Welcome to Law School 2L: Between the Beginning and the End
Published: Mar 10, 2009
In the past few weeks, I have been reminded of where I have been and where I am going. I vicariously experienced two milestones and in so doing, reminded myself of just how remarkable it is to learn the law.
For some of us, each new semester of law school is just another link added to a long chain of school semesters, breaks and summers stretching back to childhood. Those who did not come straight from college may have spent the first year acclimating, but by now these two years have given us time to settle back into that academic routine. For me, at least, the pattern, that predictable swing from summer job to new classrooms to fall job interviews to exams to holiday break to new classrooms to spring job interviews to spring break to exams to summer job, has lulled me into a pleasant complacency. This is normal, this is my everyday, this is what I do. What else would I do?
I do not mean that I am ungrateful for the opportunity to attend law school; I do not mean that I have gotten apathetic about my studies; I do not mean that I have any less respect for the legal profession. I only mean that it is easy here, midstream, as we motor steadily but uneventfully toward the opposite shore, to let the heady exhilaration of the beginning fade and to not yet anticipate the glories of the end. It is easy for the quotidian to make the entire experience seem rote.
I saw the end first. I went to the graduation ceremony and attendant receptions and festivities for the Class of 2003 as a guest, supporting and congratulating my friends. But as I stood there in the dappled sunlight of the quad, the red and black and purple robes arrayed before us in brilliant phalanx, the pride, joy and wonderment of thousands of families and friends unified in a roar of applause, I was proud of myself, too. I saw, in the gladsome faces around me, what an accomplishment the completion of these three years is, what a culmination of hard work, what proof of our intelligence, aptitude, diligence and motivation , what dreams coming true.
I saw the beginning last week. The LSAT was administered at my law school, and as I walked up the steps of the building I was surrounded by anxious, stricken faces and bodies hunched over well-thumbed workbooks. Even as I walked calmly amidst their stress, I was empathetic. I remembered the chilly Chicago morning that I missed the homecoming football game to spend hours distilling months of test prep into perfect little Scantron bubbles.
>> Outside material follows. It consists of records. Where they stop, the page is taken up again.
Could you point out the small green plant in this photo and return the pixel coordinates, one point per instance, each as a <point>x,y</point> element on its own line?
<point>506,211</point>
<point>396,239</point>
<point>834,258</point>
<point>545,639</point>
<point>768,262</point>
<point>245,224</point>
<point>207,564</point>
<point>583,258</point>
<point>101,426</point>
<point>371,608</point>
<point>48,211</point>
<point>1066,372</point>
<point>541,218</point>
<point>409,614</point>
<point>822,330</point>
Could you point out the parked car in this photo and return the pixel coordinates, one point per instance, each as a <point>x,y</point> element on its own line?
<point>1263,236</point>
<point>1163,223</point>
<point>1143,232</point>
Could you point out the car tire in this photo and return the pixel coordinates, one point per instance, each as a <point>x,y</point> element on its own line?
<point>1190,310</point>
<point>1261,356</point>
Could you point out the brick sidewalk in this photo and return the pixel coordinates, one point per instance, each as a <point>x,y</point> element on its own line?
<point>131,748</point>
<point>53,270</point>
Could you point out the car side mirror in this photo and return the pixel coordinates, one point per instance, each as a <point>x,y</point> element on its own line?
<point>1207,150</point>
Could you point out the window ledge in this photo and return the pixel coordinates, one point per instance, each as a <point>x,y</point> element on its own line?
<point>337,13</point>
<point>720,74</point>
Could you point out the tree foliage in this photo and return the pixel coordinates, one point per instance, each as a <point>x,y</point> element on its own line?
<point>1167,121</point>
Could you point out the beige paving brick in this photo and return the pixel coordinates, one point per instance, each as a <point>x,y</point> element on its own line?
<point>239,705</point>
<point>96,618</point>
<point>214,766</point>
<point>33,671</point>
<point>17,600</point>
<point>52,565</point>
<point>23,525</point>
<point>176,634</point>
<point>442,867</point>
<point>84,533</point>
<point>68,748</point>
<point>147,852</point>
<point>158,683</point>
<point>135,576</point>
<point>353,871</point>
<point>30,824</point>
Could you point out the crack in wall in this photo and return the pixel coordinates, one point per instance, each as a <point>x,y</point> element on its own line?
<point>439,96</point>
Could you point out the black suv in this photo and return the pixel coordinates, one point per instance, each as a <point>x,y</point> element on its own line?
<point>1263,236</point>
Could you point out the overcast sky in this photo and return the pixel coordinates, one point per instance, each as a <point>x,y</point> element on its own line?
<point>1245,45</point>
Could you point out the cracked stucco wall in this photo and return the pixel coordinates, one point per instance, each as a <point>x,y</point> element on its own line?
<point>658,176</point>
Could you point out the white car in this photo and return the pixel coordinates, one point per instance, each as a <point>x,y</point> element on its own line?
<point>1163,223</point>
The law school sweatshirt I wore as I walked among the test-takers showed I, too, had been tried and I had earned the chance to continue.
Later that day, I spoke with an incoming student about my school and law school in general. I speak to a lot of incoming and prospective students, and every conversation takes me back to what I felt in their position: the excitement, the anxiety, the awe of those who had already made it. As I told him about the realities of being a One L, I was reminded of how much Id learned on such a steep learning curve, of how much my thinking has changed and my skill set has grown. But most importantly, as I told him about my life as a law student now, a little past the halfway mark, spending my summer working on fresh, dynamic, undecided cases and legal debates, beginning to exert my burgeoning influence on the legal world, I was proud of myself. Not proud of the glories of the past or those to come, but proud of myself now, in the singular achievement of today.
Annika K Martin is a second-year law student at the University of Southern California Law School in Los Angeles, CA. She earned her undergraduate degree from Northwestern University. She likes Swedish furniture, German cars, French films and Indian food.